The Technology Innovation Institute (TII) in Abu Dhabi has released Falcon, a new family of state-of-the-art language models under the Apache 2.0 license. The standout is Falcon-40B, which rivals many closed-source models while being truly open. This opens up exciting possibilities for developers, researchers, and businesses.
This article dives into what makes Falcon unique and how to easily use it with tools from the Hugging Face ecosystem—covering inference, quantization, fine-tuning, and more.
The Falcon Models
The Falcon family includes two base models: Falcon-40B and its smaller sibling Falcon-7B. At launch, Falcon-40B topped the Open LLM Leaderboard, and Falcon-7B was the best in its weight class.
Falcon-40B requires about 90GB of GPU memory—less than LLaMA-65B, which it outperforms. Falcon-7B needs only ~15GB, making it accessible on consumer hardware. TII also provides instruct versions (Falcon-7B-Instruct and Falcon-40B-Instruct) fine-tuned for conversational tasks.
The key to Falcon's quality is its training data, primarily based on RefinedWeb (>80%), a massive web dataset from CommonCrawl. TII scaled and improved web data quality via deduplication and filtering, reducing reliance on curated sources. They also released a 600 billion token extract of RefinedWeb for community use.

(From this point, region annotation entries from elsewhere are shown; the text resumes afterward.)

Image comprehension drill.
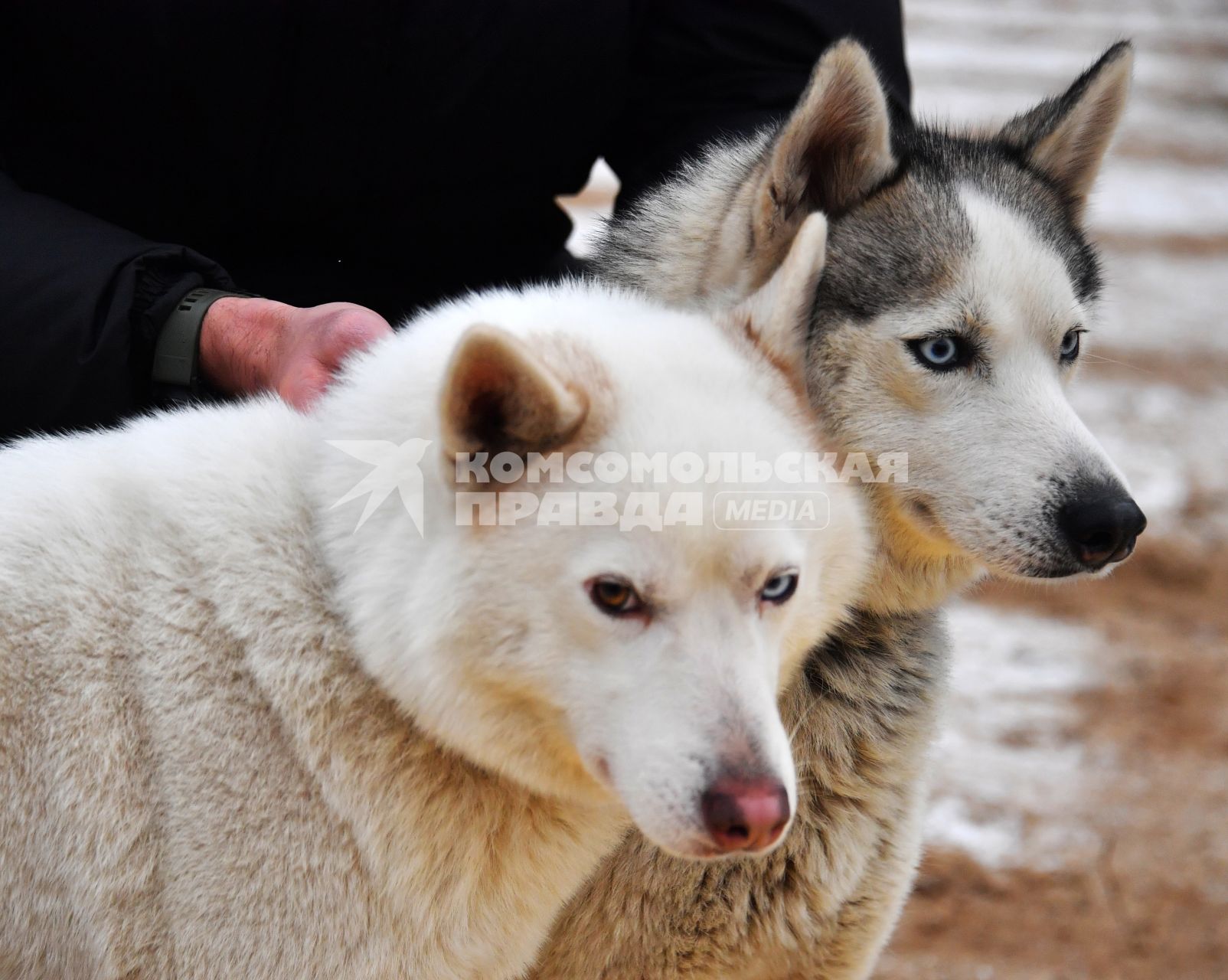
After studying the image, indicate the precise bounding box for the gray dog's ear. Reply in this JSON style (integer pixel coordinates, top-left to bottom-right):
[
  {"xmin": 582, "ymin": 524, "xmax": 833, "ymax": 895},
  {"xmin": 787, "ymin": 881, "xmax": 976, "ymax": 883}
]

Falcon uses multiquery attention, which shares key and value embeddings across attention heads. This reduces the K,V-cache during inference by 10-100 times, lowering memory costs and enabling optimizations.
| Model | License | Commercial Use | Pretraining Tokens | Pretraining Compute (PF-days) | Leaderboard Score | K,V-cache Size (2K context) |
|---|---|---|---|---|---|---|
| StableLM-Alpha-7B | CC-BY-SA-4.0 | Yes | 1,500B | 700 | 34.37 | 800MB |
| LLaMA-7B | LLaMA | No | 1,000B | 500 | 45.65 | 1,100MB |
| MPT-7B | Apache 2.0 | Yes | 1,000B | 500 | 44.28 | 1,100MB |
| Falcon-7B | Apache 2.0 | Yes | 1,500B | 700 | 44.17 | 20MB |
| LLaMA-33B | LLaMA | No | 1,500B | 3200 | - | 3,300MB |
| LLaMA-65B | LLaMA | No | 1,500B | 6300 | 61.19 | 5,400MB |
| Falcon-40B | Apache 2.0 | Yes | 1,000B | 2800 | 58.07 | 240MB |
Demo
Try Falcon-40B in this Space or the embedded playground, powered by Hugging Face's Text Generation Inference—the same technology behind HuggingChat.
A Core ML version of the 7B instruct model runs on an M1 MacBook Pro, with a Swift library for easy integration. Download Core ML weights from the repo.
Inference
Use the transformers API with the model in bfloat16 (requires recent CUDA). Allow remote code execution since the architecture is new. Example code:
from transformers import AutoModelForCausalLM, AutoTokenizer
model = AutoModelForCausalLM.from_pretrained("tiiuae/falcon-7b", trust_remote_code=True, torch_dtype=torch.bfloat16, device_map="auto")
tokenizer = AutoTokenizer.from_pretrained("tiiuae/falcon-7b")
inputs = tokenizer("Hello, my dog is cute", return_tensors="pt").to("cuda")
outputs = model.generate(**inputs)
print(tokenizer.decode(outputs[0], skip_special_tokens=True))
Evaluation
Falcon models excel on standard benchmarks. As of this writing, Falcon-40B leads the Open LLM Leaderboard, outperforming models like LLaMA-65B and MPT-30B while using less compute.
Fine-tuning with PEFT
Fine-tune Falcon with Parameter-Efficient Fine-Tuning (PEFT) using LoRA. Example for Falcon-7B:
from peft import LoraConfig, get_peft_model
from transformers import AutoModelForCausalLM, AutoTokenizer
model = AutoModelForCausalLM.from_pretrained("tiiuae/falcon-7b", trust_remote_code=True, torch_dtype=torch.bfloat16)
tokenizer = AutoTokenizer.from_pretrained("tiiuae/falcon-7b")
tokenizer.pad_token = tokenizer.eos_token
lora_config = LoraConfig(r=8, lora_alpha=32, target_modules=["query_key_value"], lora_dropout=0.05, bias="none", task_type="CAUSAL_LM")
model = get_peft_model(model, lora_config)
# Train on your dataset...
This approach drastically reduces memory requirements, enabling fine-tuning on a single GPU.
Conclusion
Falcon brings high-performance, truly open language models to the community. With Apache 2.0 licensing and integration with Hugging Face tools, Falcon is poised to accelerate innovation in NLP.